7. Whip out that dusty camcorder.
Most journalists are not amateur filmmakers, but video makes a lot more money than anything else, says Boxser. Allison produces videos for Time Out New York. “It’s like putting on a wedding every day, but you can teach yourself,” she says. She advises everyone to try a few practice runs, and then take notes after watching yourselves on camera. With editing programs like Final CutPro and a few hours studying basic news segments or YouTube’s most popular videos, you can see what works and what doesn’t.

8. Network beyond your computer screen.
The best way to meet high-profile journalists is to ask them for an interview. “Of the emails I’ve answered, they have been for interviews,” Stewart says. “Someone who has a blog about curly hair wanted to ask me about my conditioner. I loved that.” Allison used her dating column in amNew York to interview people she wanted to meet including Kate White and Bonnie Fuller, who hired her ten months later. “I went from $50 a column to a six figure salary in a week,” Allison says.

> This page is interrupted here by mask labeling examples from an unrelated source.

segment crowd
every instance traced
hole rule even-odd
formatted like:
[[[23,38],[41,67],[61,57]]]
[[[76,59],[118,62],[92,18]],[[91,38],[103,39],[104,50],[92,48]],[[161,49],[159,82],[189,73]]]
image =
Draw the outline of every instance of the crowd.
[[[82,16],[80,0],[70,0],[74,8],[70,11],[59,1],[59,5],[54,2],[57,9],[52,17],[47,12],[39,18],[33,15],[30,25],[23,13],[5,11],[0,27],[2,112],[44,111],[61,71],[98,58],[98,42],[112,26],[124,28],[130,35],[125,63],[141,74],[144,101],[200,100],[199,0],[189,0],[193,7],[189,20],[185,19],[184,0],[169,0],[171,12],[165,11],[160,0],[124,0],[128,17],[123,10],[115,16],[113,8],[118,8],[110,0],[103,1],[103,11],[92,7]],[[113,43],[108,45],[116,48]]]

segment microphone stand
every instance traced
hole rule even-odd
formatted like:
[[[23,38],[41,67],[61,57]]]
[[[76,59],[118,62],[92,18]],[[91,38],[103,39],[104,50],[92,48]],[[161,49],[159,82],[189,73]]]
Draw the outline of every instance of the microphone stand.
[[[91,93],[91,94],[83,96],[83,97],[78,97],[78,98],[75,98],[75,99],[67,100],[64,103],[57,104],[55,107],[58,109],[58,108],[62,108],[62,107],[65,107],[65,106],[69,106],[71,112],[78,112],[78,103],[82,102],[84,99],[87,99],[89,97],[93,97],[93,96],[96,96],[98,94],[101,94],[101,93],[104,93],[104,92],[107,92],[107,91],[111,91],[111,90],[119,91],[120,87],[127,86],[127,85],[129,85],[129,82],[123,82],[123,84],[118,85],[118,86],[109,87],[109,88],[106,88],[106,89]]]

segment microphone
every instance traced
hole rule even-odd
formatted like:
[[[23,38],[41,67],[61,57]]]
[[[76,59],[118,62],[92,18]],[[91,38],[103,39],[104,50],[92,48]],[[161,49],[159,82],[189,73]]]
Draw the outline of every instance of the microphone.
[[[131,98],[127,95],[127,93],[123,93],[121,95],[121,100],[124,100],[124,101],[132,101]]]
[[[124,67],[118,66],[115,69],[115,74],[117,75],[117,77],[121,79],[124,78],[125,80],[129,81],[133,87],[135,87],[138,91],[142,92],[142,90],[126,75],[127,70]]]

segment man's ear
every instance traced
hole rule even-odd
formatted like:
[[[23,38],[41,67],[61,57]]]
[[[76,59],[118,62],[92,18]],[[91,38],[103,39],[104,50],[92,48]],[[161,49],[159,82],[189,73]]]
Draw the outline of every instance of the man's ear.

9. Party with fellow bloggers.
Like in print, online gigs usually come from connections. When looking for freelancers, Stewart says, “We always ask, ‘Do you know any cool writers?’” Boxser suggests meeting people at industry parties. “In the video web world, there are a ton of industry parties. Lot’s of people in the field are there,” he says. Allison covered parties for nymag.com as a way of meeting New York personalities. Boxser advises attending press events—a movie blog can be enough to get a pass.

10. Be persistent.
“You have to email me seven or eight times to get my attention. I have 4200 emails in my inbox from the past two months. You’re not being a stalker; you’re doing what it takes to get my attention,” Allison says. Hochheiser prefers meeting budding digital editors for informationals to getting pitched random ideas. “I don’t have time to read your quiz idea. An email of more than one line usually goes to the trash,” she says. Stewart has 1600 unread emails from December. “I do like pitches, but I’m probably not going to read them the first time around,” she says.